Norway’s 2014 oil crash offers a blueprint for today. When Brent plunged 60% in months, suppliers repurposed their R&D toward renewables: the share of clean-tech investors rose from 18% in 2014 to 31% by 2017, even as overall R&D budgets held flat. Internal adjustment-cost frictions prompted firms to redeploy teams rather than downsize. This suggests today’s low CL=F environment may similarly spur incremental clean innovation within oil-service companies. Policymakers considering carbon pricing could amplify that shift, turning margin pain into a decarbonisation accelerator.

Long-Term Supply Tightening: Legacy Reserves in Focus

With only 25–30% of annual consumption replaced by new discoveries, and U.S. shale poised to peak in the 2030s, the risk of an 18 million b/d supply gap by 2040 is real. Saudi Arabia’s 283 billion barrels of low-cost reserves and spare capacity uniquely position it as the next swing producer, ready to stabilize markets as shale’s growth wanes. Venezuela’s 300 billion-barrel Orinoco belt remains largely untapped—production plummeted to 500,000 b/d in April from over 1 million b/d in 2015—hamstrung by sanctions and infrastructure decay.
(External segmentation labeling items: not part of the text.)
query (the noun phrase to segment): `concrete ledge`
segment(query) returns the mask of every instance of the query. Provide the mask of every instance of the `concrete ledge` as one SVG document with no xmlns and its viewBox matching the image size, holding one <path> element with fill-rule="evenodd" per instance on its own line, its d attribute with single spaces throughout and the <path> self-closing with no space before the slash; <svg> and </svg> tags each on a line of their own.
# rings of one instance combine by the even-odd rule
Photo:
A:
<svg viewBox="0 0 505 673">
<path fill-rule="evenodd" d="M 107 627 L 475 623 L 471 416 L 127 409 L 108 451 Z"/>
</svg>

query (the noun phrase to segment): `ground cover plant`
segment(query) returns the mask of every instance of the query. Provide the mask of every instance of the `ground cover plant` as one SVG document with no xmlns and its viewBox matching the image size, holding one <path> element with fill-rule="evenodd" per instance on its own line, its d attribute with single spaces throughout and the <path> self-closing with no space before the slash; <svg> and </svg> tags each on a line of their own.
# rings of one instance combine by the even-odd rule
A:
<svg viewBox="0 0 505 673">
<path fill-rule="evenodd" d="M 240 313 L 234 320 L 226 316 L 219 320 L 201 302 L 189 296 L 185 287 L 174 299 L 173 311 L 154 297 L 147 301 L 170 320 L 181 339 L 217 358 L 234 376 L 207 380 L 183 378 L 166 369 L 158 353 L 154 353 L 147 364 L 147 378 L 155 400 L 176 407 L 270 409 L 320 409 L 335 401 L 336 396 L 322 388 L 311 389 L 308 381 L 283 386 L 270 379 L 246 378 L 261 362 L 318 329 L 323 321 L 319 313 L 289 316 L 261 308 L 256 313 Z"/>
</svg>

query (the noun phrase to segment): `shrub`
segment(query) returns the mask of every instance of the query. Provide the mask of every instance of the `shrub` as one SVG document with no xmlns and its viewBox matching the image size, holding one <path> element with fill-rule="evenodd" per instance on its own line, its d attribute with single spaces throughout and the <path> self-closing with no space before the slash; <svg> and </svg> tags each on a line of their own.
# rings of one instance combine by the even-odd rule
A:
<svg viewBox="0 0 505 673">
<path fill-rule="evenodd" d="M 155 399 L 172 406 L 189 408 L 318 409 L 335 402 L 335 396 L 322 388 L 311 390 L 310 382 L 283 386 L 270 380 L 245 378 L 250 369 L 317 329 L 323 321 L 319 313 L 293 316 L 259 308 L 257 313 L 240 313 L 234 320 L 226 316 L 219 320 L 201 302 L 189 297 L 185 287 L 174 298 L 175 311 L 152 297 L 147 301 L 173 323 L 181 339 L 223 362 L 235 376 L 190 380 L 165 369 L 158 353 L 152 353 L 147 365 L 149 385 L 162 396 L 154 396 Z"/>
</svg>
Should Caracas implement structural reforms, its comeback would reshape global dynamics, as today’s Chinese offtake for discounted Venezuelan crude illustrates continued appetite despite geopolitical risk.

Analytical Verdict: Oil’s Crossroads

The tug-of-war between weak demand forecasts and the growth-fueling effects of cheap barrels leaves WTI at a pivotal juncture. Trade-war anxieties and OPEC+ supply additions have driven prices down from January’s $80 peak to $59.67, yet robust refinery run-rates, strategic buyer arbitrage, and looming mid-year production talks support a snapback toward $70. Cushing inventory builds hint at oversupply, but maintenance season and permitting delays curb U.S. output growth. My view skews modestly bullish: buying near $60 offers asymmetric upside should OPEC+ extend or deepen cuts, with a return to $75 conceivable by year-end. Risks to $55 persist if talks falter and rig counts—now up 15% since February to 530—climb further. Traders seeking to capture the rebound might consider entering around $60 with a stop-loss at $57 and interim targets at $68 and $75.

Can oil’s current weakness sow the seeds for a $75+ rebound if OPEC+ surprises markets on June 2?